Nekropole (German Edition)
nicht zum ersten Mal.
Es war noch nicht einmal lange her, wenn auch am anderen Ende der Welt, Basreliefs und Hieroglyphen, in jenem unheimlichen Tempel in der Wüste, in dem er Abu Dun zu Grabe getragen hatte. Und später noch einmal und in weitaus besserem Zustand in der Festung des vermeintlichen Alten vom Berge, dem Ort seiner Wiedererweckung.
Und dort war es auch gewesen, wo er zum ersten Mal dieses verlockende Wispern und Kratzen in seinen Gedanken gespürt hatte.
»Ist sie deshalb hierher geflohen?«, fragte er.
»Ayla?« Hasan nickte traurig. »Hier habe ich ihn damals gefunden und den schlimmsten Fehler meines Lebens begangen, vielleicht den schlimmsten, den jemals ein Mensch gemacht hat. Sie weiß das. Sie muss geglaubt haben, er wäre immer noch hier. Sie ist ein Kind. Trotz allem.«
Auch wenn Andrej nicht wusste, wovon Hasan sprach, war er sich doch sicher, dass das nicht die ganze Wahrheit war. Ayla war nicht nur hierher zurückgekommen, weil sie diesen Ort kannte oder etwas von für sie großer Wichtigkeit hier vermutete. Und sie war auch nicht mehr annähernd so sehr Kind, wie Hasan glaubte. Etwas war hier, etwas Uraltes und unvorstellbar Mächtiges, und das Mädchen spürte seine Anwesenheit ebenso deutlich wie er.

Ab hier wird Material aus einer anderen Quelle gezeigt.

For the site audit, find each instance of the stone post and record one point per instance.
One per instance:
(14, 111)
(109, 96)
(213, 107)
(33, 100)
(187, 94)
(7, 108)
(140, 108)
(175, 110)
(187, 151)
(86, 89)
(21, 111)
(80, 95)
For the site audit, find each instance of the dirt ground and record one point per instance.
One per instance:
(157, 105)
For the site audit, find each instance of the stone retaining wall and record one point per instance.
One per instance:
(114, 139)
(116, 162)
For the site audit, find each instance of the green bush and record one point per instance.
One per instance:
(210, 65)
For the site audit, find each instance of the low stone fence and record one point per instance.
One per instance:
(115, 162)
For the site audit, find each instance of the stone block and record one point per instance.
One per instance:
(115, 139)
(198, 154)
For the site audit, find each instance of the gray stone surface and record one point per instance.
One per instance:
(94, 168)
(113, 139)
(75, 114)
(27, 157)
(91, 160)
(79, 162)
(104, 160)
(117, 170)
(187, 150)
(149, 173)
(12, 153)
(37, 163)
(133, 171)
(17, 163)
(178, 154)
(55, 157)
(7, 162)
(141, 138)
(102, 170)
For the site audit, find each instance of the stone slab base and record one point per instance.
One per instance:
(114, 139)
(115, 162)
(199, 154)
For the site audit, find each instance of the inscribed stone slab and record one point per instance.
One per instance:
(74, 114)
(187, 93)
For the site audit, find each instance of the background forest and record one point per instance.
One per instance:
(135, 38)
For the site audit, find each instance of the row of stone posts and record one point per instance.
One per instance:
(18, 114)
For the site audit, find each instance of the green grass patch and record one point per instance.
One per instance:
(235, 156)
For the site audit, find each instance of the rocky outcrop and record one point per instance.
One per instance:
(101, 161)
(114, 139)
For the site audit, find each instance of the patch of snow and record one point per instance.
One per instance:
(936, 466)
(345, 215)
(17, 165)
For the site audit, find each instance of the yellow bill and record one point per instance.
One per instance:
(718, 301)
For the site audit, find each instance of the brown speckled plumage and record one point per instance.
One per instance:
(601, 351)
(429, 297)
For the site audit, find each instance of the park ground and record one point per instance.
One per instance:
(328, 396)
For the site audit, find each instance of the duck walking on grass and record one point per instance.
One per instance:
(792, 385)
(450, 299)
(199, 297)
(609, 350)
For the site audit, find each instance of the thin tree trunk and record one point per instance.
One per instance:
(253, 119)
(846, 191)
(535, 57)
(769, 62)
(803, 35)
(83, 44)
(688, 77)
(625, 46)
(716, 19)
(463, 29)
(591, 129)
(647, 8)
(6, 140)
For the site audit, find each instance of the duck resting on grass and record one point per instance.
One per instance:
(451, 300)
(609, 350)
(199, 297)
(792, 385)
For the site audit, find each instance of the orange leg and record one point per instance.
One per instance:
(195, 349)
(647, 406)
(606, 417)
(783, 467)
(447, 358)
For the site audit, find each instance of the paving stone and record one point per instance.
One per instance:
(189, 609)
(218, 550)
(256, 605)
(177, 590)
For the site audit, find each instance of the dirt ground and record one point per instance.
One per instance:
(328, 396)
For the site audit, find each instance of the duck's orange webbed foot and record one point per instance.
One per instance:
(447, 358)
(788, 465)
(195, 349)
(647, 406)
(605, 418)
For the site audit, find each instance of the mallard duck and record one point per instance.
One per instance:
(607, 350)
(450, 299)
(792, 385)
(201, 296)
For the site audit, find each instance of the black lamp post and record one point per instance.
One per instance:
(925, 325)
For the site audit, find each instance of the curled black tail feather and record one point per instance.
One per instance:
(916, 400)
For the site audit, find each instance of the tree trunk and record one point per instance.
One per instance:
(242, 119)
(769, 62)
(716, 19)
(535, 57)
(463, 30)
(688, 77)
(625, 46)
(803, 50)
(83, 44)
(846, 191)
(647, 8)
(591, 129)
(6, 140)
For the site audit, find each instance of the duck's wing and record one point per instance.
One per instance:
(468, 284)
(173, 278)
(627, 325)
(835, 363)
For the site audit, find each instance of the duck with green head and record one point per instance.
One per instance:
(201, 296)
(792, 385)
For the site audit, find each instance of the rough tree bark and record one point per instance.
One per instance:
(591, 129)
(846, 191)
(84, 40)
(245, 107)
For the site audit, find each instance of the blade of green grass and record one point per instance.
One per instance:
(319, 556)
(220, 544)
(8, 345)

Und ein einziger Blick in Abu Duns Gesicht machte ihm klar, dass es dem Nubier ganz genauso erging. Er wirkte verwirrt und auf eine sehr beunruhigende Art nachdenklich. Vielleicht weckte dieser Ort ja auch in ihm Erinnerungen, die er lieber vergessen hätte.
Andrej wandte sich wieder an Hasan. »Was genau hast du damals hier gefunden?«
»Etwas von sehr großer Wichtigkeit für mich«, antwortete Hasan. »Das ist alles, was du wissen musst.«
»Wenn wir dir helfen sollen, etwas zu stehlen, dann wäre es vielleicht von Nutzen, wenn wir wüssten, was es ist«, gab Abu Dun zu bedenken.
Hasan schüttelte jedoch nur den Kopf. »Du missverstehst mich«, behauptete er. »Es geht nicht darum, etwas zu stehlen. Ich bin kein Dieb, Andrej Delãny. Ich muss etwas zurückbekommen, das einst mir gehört hat und niemals in die Hände anderer gelangen darf. Und ich muss es selbst tun, auch wenn ich dir nicht sagen kann, warum das so ist.«
»Wie geheimnisvoll«, sagte Abu Dun spöttisch. »Ich nehme an, du willst damit sagen, dass ich keine weiteren Fragen stellen soll, weil ich die Antwort sowieso nicht verstehen würde?«
»In gewissem Sinne schon«, bekannte Hasan, »wenn auch nicht so, wie du jetzt vielleicht glaubst. Wir sind nicht hier, um einen rostigen Nagel vom Kreuze unseres Herrn Jesus zu finden oder eine Locke der Jungfrau Maria.«
»Und was dann?«
Statt einer Antwort wandte Hasan sich um. »Komm.« Er ging zurück zur gegenüberliegenden Wand, sodass Andrej ihm folgen musste, ob er es nun wollte oder nicht. Das eine oder andere, dachte Andrej verärgert, konnte er tatsächlich noch von Hasan lernen.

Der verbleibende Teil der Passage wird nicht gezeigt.